Blog about my off-hours work on the problem of Asset Allocation including but not limited to Portfolio Optimization algorithms, algorithms and approaches for improved estimation of Asset Allocation inputs and other potentially related items.

Saturday, June 12, 2010

New paper on Black-Litterman tau parameter

Finally got this paper put together enough to post for some feedback.

The crux of the paper is either to use tau properly or just drop it altogether, but no sense messing around with tau when you don't even need to. Most authors would do better to drop tau from their model and use what I call the Alternative Reference Model. I think Atillio Meucci uses the same name for it, we have some agreement that it is a different animal and can be clearly defined.

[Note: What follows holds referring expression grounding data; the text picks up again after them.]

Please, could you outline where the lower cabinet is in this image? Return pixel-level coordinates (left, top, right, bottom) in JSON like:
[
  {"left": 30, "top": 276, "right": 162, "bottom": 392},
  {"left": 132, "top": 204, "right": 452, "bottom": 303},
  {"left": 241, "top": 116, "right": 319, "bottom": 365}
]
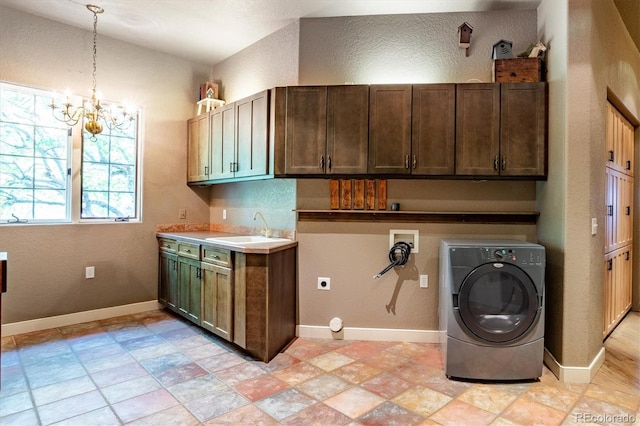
[
  {"left": 178, "top": 256, "right": 201, "bottom": 324},
  {"left": 158, "top": 251, "right": 178, "bottom": 311},
  {"left": 201, "top": 262, "right": 233, "bottom": 341},
  {"left": 157, "top": 237, "right": 297, "bottom": 362}
]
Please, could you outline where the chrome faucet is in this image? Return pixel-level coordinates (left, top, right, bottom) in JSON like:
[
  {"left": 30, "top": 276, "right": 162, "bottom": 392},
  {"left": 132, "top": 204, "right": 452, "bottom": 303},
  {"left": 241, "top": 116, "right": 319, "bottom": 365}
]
[{"left": 253, "top": 211, "right": 272, "bottom": 237}]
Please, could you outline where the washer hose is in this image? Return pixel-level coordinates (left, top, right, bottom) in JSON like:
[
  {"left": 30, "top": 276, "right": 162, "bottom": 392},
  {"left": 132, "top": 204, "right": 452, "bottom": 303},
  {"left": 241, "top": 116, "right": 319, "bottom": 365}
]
[{"left": 373, "top": 241, "right": 412, "bottom": 279}]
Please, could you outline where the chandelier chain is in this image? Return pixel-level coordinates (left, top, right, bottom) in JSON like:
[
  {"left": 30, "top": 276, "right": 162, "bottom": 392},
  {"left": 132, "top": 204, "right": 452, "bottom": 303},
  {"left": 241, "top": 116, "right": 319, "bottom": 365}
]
[{"left": 91, "top": 7, "right": 98, "bottom": 99}]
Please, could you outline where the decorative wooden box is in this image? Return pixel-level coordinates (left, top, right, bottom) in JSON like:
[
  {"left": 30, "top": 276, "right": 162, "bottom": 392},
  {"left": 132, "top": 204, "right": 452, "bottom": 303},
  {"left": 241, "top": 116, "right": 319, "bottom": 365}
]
[{"left": 492, "top": 58, "right": 545, "bottom": 83}]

I expect to make a small set of edits/updates to this paper over the next week and then get it posted up on ssrn with my other paper on Black-Litterman. Mean while the big paper will also be shortly getting some edits. I've had many people tell me over the past year or areas which are not clear, mistakes or ways to simplify the paper and I am going to start making those edits. Also came upon some interesting new metrics during the research for the tau paper. I'll leave that for another time when I get the edits made to the paper.

Friday, June 4, 2010

William Sharpe's Adaptive Asset Allocation

Just read William Sharpe's article in the latest FAJ and it seems like an interesting idea, Adaptive Asset Allocation or the concept of adapting a static asset allocation to the current market conditions based on the conditions in place when the allocation policy was determined. It frees the investor from having to rebalance as the market moves, though it seems like the literature has a lot to say about the value of rebalancing. Sharpe calls that a contrarian strategy, buying losers and selling winners and that certainly seems correct. He makes some good arguments that it cannot be an equilibrium strategy, if everybody tried to sell the latest winners or buy the loser it the market wouldn't clear. There needs to be a mix of momentum investors in order to keep the market liquid. Being an equilibrium type this argument is appealing to me on some level.

Didn't see any historical results in the paper, so I guess that has been left up to somebody else to run the analysis and see how the Adaptive Asset Allocation process works over time in order to really judge it.

I am still digesting MarkKritzman's article in the March/April FAJ which told us about the 1/N fallacy. He did lots of historical analysis and showed several portfolios beating the market portfolio and I expect that they made use of rebalancing, but he didn't spend a lot of time on simple 60/40 type portfolios.